Although the birthmark is big, it's not hurting anything. My friend his wife both think there's no reason to subject a child to a surgical procedure just for appearances sake.

candyquilt
Post 3

@ysmina-- My daughter had a nevus on her chest and it also got bigger after birth as you described. It even looked blistery at times. But the doctor told us it would disappear with time and we left it alone.

I think the nevus grew until she was close to one years old and then started to get smaller and fade. She is now three, and it's basically disappeared. The area where it was looks a little raised, but hardly noticeable.

I recommend that you listen to the doctor and let it disappear on its own. I've seen kids that had strawberry birthmarks removed and they all have scars where it was. It's really unnecessary since it goes away on it's own and with little or no marks.

I think the only exception is if the birthmark gets infected, if it's in a place that's at risk for being irritated or hurt, like in the hands or the diaper area. It could get infected then and the doctor might want to do something about it at that point. Otherwise, it's not a problem at all.

ysmina
Post 2

Hi, my son has a nevus on his forehead. He was born with it and it was quite small then. Now he is close to three months old and the nevus is getting bigger and bigger.

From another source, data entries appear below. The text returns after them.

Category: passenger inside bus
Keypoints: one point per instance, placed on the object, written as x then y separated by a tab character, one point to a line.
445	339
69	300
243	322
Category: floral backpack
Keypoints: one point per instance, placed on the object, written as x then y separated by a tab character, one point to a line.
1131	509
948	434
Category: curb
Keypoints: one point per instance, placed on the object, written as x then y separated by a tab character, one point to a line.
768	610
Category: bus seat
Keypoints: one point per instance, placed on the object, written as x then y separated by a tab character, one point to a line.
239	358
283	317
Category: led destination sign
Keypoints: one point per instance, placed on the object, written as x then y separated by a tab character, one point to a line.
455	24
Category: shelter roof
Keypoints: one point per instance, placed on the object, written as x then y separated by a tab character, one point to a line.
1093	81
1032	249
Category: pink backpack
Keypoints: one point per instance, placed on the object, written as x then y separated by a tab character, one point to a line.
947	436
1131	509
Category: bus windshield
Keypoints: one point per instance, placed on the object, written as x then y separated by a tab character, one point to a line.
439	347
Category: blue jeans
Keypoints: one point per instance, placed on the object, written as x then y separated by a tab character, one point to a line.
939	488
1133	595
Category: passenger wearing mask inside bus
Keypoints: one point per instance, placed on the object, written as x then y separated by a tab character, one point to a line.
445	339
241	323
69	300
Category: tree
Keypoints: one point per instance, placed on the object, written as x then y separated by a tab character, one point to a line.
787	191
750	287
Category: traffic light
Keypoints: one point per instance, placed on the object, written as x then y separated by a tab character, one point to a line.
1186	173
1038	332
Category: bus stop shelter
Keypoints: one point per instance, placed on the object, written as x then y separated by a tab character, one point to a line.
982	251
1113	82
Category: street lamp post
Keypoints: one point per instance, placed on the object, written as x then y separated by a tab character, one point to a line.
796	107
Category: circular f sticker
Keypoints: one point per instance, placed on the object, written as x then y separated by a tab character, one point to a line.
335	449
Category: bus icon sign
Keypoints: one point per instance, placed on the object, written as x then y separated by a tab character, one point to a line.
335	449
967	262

The doctor told me to leave it as it is but I don't know if that's the best thing to do. If it was on another area, maybe I wouldn't be so concerned. But since it is on his face, it's very visible and I'm afraid how that would impact him when he comes to school age.

Is anyone else going through this with their son or daughter right now?

fify
Post 1

My brother was born with the first type of strawberry birthmark, a hemangioma on his head. My mom says that it was so big that she took him to the hospital right away and had it surgically removed. Now there is a small spot on his head where hair doesn't grow. It might have disappeared or gotten smaller as he got older but I think my mom was too worried about it.

She also thinks that it happened because she witnessed a strawberry birthmark being removed while she was pregnant. We are from the Middle East and some people there believe that what you look at while you are pregnant impacts the baby's physical appearance.

My mom was working at the hospital as a nurse and took part in a surgery where they removed someone's strawberry birthmark. Apparently, the operating doctor had told her not to look as it could appear on her baby. My mom didn't believe in it though.

I don't know if I believe in it either, but it might be a compelling reason to not look at birthmarks when I'm pregnant.